John E. Joseph, Saussure, traduzido para o português brasileiro do inglês (RU) por Bruno Turra. Apresentação para a edição brasileira por John E. Joseph. Campinas (SP), Editora da Unicamp, 2023, 904 p., ISBN 978-85-268-1621-3, R$ 198,00
Notice de l’Éditeur
La publication du Cours de linguistique générale de Ferdinand de Saussure (1916) marqua une étape décisive dans le destin de la linguistique moderne. Son influence dans les milieux (d’abord) européens, (puis) américains et (plus tard, à travers la caisse de résonance qu’a été le structuralisme français dans les années 1960) mondiaux, a été (elle l’est toujours) remarquable. A tel point qu’il est impossible de comprendre la configuration actuelle de la linguistique théorique sans se référer à ce livre – que Saussure n’avait pourtant pas entreprit de publier : il était décédé en 1913. Une histoire singulière, comme toutes les histoires, mais qui a donné naissance à un courant de pensée et d’étude hors pair, et qui ne cesse de croître.
Le XXe siècle a eu ses quatre ou cinq grands événements philologiques par rapport à ce qu’on a de bonne heure baptisé « linguistique saussurienne » : la publication des Sources Manuscrites de Robert Godel en 1957, l’édition critique de Rudolf Engler en 1967-1974, l’édition italienne de Tullio De Mauro en 1967, la découverte de manuscrits inédits en 1996, publiés en 2002 par Engler et Bouquet (conjointement avec d’autres manuscrits) dans les Écrits. En ce siècle déjà, la série des événements majeurs s’est poursuivi en 2012 avec la publication de la exceptionnelle biographie de John Joseph, discrètement intitulée Saussure, mais qui mérite d’être décorée d’un adjectif qui avait été traditionnellement réservé à l’édition critique d’Engler : la biographie de John Joseph est, autant ou plus que l’édition critique de 1967-74, « monumentale ».

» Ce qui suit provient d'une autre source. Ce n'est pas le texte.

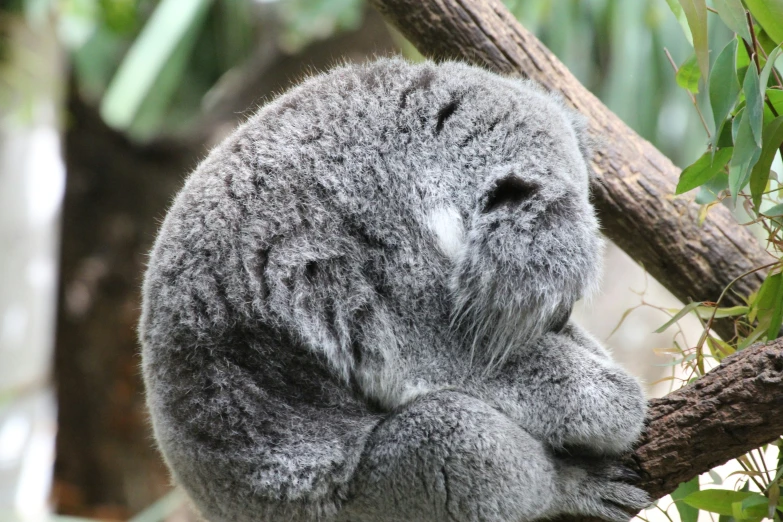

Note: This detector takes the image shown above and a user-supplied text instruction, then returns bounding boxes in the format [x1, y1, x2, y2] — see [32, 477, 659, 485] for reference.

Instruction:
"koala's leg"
[484, 327, 646, 456]
[339, 391, 646, 522]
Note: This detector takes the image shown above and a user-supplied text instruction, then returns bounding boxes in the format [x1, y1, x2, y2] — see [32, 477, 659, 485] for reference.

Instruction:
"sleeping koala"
[140, 59, 647, 522]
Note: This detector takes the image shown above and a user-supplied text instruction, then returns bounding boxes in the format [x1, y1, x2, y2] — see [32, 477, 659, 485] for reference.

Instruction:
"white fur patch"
[427, 206, 465, 259]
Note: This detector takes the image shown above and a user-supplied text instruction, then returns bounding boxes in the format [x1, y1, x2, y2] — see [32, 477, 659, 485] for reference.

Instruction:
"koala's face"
[414, 69, 602, 363]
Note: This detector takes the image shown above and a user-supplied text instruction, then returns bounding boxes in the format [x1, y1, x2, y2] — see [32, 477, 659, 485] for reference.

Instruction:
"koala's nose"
[484, 174, 540, 214]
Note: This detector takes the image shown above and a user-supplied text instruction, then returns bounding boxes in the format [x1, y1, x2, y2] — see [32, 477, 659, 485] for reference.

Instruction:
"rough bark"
[371, 0, 772, 338]
[633, 339, 783, 498]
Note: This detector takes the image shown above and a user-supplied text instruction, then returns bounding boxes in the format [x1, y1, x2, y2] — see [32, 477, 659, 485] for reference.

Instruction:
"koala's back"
[141, 60, 588, 520]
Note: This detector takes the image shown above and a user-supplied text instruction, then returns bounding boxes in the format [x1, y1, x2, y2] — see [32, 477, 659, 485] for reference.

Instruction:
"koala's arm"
[480, 324, 646, 456]
[338, 391, 647, 522]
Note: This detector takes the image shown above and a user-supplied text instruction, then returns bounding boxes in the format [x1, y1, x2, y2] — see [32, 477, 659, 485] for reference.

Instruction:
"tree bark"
[371, 0, 773, 339]
[632, 339, 783, 498]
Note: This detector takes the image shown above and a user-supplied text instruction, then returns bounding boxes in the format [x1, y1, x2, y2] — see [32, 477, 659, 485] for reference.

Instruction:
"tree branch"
[632, 339, 783, 498]
[371, 0, 771, 339]
[371, 0, 783, 508]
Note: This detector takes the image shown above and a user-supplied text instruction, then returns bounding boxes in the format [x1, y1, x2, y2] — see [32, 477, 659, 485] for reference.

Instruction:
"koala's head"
[199, 60, 601, 367]
[388, 60, 602, 366]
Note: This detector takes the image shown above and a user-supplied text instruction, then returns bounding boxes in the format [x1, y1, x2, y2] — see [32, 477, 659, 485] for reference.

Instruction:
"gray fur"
[140, 60, 647, 522]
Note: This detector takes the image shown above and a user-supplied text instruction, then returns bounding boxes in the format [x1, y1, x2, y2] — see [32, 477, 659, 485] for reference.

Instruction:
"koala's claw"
[602, 464, 642, 484]
[572, 462, 650, 522]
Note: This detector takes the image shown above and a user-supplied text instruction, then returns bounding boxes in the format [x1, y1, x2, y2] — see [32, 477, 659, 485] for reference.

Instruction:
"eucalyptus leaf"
[671, 477, 699, 522]
[742, 64, 764, 147]
[709, 39, 740, 146]
[679, 0, 712, 78]
[767, 270, 783, 341]
[675, 147, 734, 194]
[694, 172, 729, 205]
[675, 54, 701, 93]
[731, 107, 745, 143]
[744, 0, 783, 44]
[729, 107, 761, 204]
[764, 203, 783, 217]
[682, 489, 767, 516]
[759, 44, 783, 88]
[737, 37, 750, 83]
[666, 0, 693, 45]
[767, 89, 783, 116]
[750, 116, 783, 209]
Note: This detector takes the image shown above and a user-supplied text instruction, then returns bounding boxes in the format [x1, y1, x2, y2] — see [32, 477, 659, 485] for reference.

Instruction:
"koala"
[140, 59, 648, 522]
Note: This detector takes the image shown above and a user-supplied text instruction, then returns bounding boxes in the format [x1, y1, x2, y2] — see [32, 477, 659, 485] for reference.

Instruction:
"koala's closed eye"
[484, 175, 539, 214]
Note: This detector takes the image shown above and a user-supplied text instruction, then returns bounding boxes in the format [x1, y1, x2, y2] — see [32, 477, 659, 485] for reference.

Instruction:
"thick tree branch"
[371, 0, 770, 338]
[633, 339, 783, 498]
[371, 0, 783, 508]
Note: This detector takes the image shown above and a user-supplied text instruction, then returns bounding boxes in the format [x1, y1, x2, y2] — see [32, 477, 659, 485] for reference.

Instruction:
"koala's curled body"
[140, 60, 646, 521]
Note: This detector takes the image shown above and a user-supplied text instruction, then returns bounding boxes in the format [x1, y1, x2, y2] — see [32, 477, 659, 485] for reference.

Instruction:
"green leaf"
[729, 107, 761, 204]
[744, 0, 783, 44]
[666, 0, 693, 45]
[679, 0, 712, 78]
[679, 0, 710, 78]
[737, 37, 750, 83]
[731, 107, 745, 143]
[767, 89, 783, 116]
[655, 301, 704, 333]
[672, 477, 699, 522]
[101, 0, 212, 129]
[675, 147, 734, 194]
[682, 489, 767, 518]
[750, 116, 783, 209]
[694, 172, 729, 205]
[709, 39, 740, 146]
[712, 0, 753, 43]
[696, 306, 748, 319]
[675, 54, 701, 93]
[742, 65, 764, 147]
[759, 44, 783, 92]
[764, 203, 783, 217]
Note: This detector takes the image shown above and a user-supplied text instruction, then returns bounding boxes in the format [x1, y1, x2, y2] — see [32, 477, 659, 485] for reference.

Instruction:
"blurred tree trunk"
[55, 8, 395, 519]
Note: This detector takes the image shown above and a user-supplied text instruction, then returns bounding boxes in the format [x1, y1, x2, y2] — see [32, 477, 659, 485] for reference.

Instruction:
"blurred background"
[0, 0, 752, 522]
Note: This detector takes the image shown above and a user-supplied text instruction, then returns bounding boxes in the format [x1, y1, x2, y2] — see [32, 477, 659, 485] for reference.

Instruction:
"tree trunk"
[371, 0, 774, 339]
[633, 339, 783, 498]
[371, 0, 783, 520]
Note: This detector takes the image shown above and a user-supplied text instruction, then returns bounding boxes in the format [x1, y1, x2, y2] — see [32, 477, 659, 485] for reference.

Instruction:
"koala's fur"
[140, 60, 647, 522]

Le livre, cela va de soit, ne se contente pas de recenser les aspects biographiques de Ferdinand de Saussure, mais, en les incluant, reconstruit, en clé historiographique, le (complexe) contexte académique dans lequel Saussure s’est formé, comment ses premières idées scientifiques sont nées et ont évolué et, enfin, comment ces idées ont modifié l’horizon théorique de la linguistique de son époque. Il s’agit d’un ouvrage essentiel et, en même temps, d’une forme fort intéressante de revisiter les vicissitudes inhérentes au changement de paradigme que, dans les dernières décennies du XIXe siècle, a signifié le passage entre la grammaire comparée et la linguistique générale, synchronique et structurale, à travers la purge théorico-méthodologique menée par les néogrammairiens et la consolidation de la dialectologie. Un processus que la pensée de Saussure, ébauchée dès 1878 dans le Mémoire, consolidée dans ses cours universitaires à Paris (1881-1891) puis à Genève (1891-1912) et couronnée par la publication (posthume) du CLG (1916), a largement contribué à élaborer. C’est ce parcours, précisément, que John Joseph retrace dans son ouvrage de 2012.
Par ce que j’appellerais un miracle à l’envers (fait curieux, surprenant et malheureux), la première traduction de cette œuvre a dû attendre dix ans pour paraître dans le monde. Ce n’est qu’en 2022 que la traduction de Nathalie Vincent-Arnaud a été publiée en français (Lambert-Lucas, 2022). Deux ans plus tard, la biographie de John Joseph paraît de l’autre côté de l’Atlantique, traduite cette fois en portugais brésilien par Bruno Turra.
Le travail de Turra est – j’ose répéter le qualificatif – monumental, basé sur l’original anglais mais en consultation constante avec l’édition française qui avait été relue par Joseph lui-même. L’édition portugaise ayant également bénéficié de la relecture de l’auteur, c’est cette édition qu’il faut considérer, et que John Joseph lui-même considère, comme « définitive ».
La publication de ce livre au Brésil est un événement qui ne passera pas inaperçu. Aucun pays (pas même la France, la Suisse ou l’Italie) ne rivalise actuellement avec le Brésil en termes de vitalité et de nombre de chercheurs et de groupes d’étude consacrés à l’œuvre de Saussure. La traduction de l’œuvre de John Joseph par Bruno Turra fera beaucoup de bien à la communauté. Elle doit être saluée comme un nouvel événement éditorial majeur pour le saussurianisme.
Estanislao SOFÌA
Universidad de Buenos Aires / CONICET
Ce texte, dans son original en portugais brésilien, vient d’être publié dans le dernier numéro de la revue Fragmentum.